The airline’s income from its cash reserves, which have always richly contributed to its profits, too was unable to significantly stem the earnings decline in October-December.
Analysts said the earnings from India’s biggest airline by market share forbodes imminent and rising pressure on Indian carriers’ recent crawl-back to profitability.
IndiGo posted a net profit of ₹ 486.5 crore in October-December compared to ₹ 650 crore a year earlier. Total operating revenue rose 16% to ₹ 4,986 crore.
The airlne’s yields dropped 16%. Fuel cost rose to ₹ 1,671.2 crore from ₹ 1,165.8 crore.

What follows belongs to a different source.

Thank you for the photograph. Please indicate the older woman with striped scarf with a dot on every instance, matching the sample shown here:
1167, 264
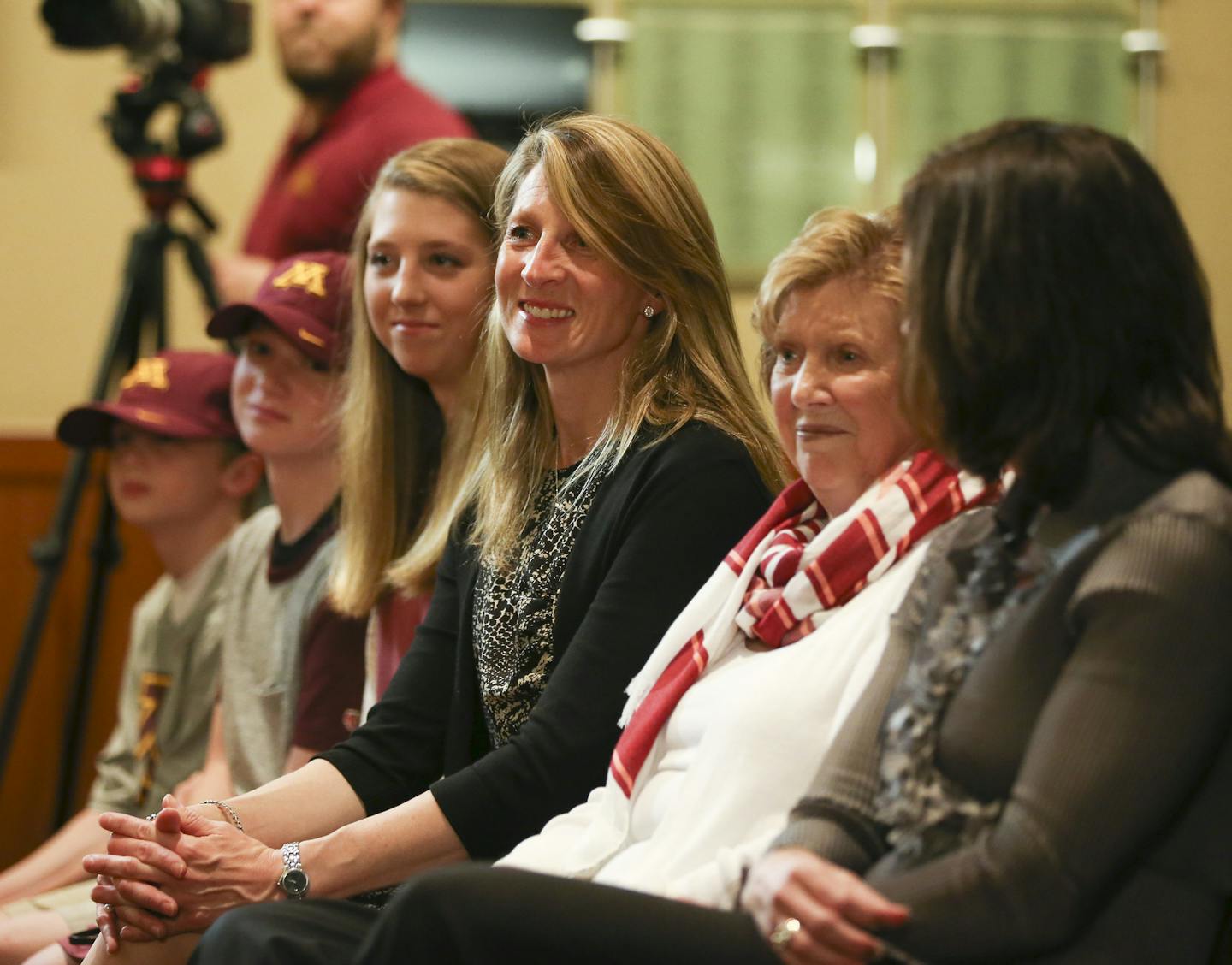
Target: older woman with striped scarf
731, 715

Price wars and selling below costs have started deeply impacting the performance of Indian carriers, wiping off profits garnered in the course of the last few quarters. Worse, prices of aviation turbine fuel — a decline in which had improved the carriers’ fortunes — have begun to inch up. Cost of the fuel at the Delhi airport rose 8% in November compared to October, then declined a tad in December before rising again in January. Current fuel prices are at the levels of July, 2015. IndiGo’s revenue per available seat kilometre (RASK) declined 13.1% during the quarter. Cost per available seat kilometre (CASK) reduced by 2.7%. CASK excluding fuel decreased 8%. RASK and CASK, the best known measures of an airline’s operational efficiency, are calculated by dividing total operating income or cost by number of available seat kilometres or ASKs. ASK or available seat kilometre is a measure of an airline flight’s passenger carrying capacity. “The Q3 financials reflect the beginning of a challenging environment for the industry. IndiGo’s fuel costs rose by 44% and the currency impact was 2.75% on a year-on-year basis,” said Kapil Kaul, south Asia CEO at CAPA-Centre for Aviation, a Sydney-based consultant. Kaul said “resettling of profitability expectations is critical as market dynamics change significantly. The industry will add 60-65 air- craft in FY18 which will increase supply dynamics significantly and with cost creep of over 10% likely, see emerging profitability challenges,” he added.
A senior executive at IndiGo said in a conference call with analysts that the government’s recent demonetisation move also impacted revenues especially on cargo.
Cargo revenues currently constitute half of IndiGo's ancilliary or non core revenues. IndiGo’s other income — primarily from investments on its cash reserves — rose 43% to ₹ 172 crore, but was unable to substantially offset the impact of a weak operating performance.
As of December 31, IndiGo had total cash of ₹ 8,455 crore. Total debt on the airline's books was ₹ 2,747 crore.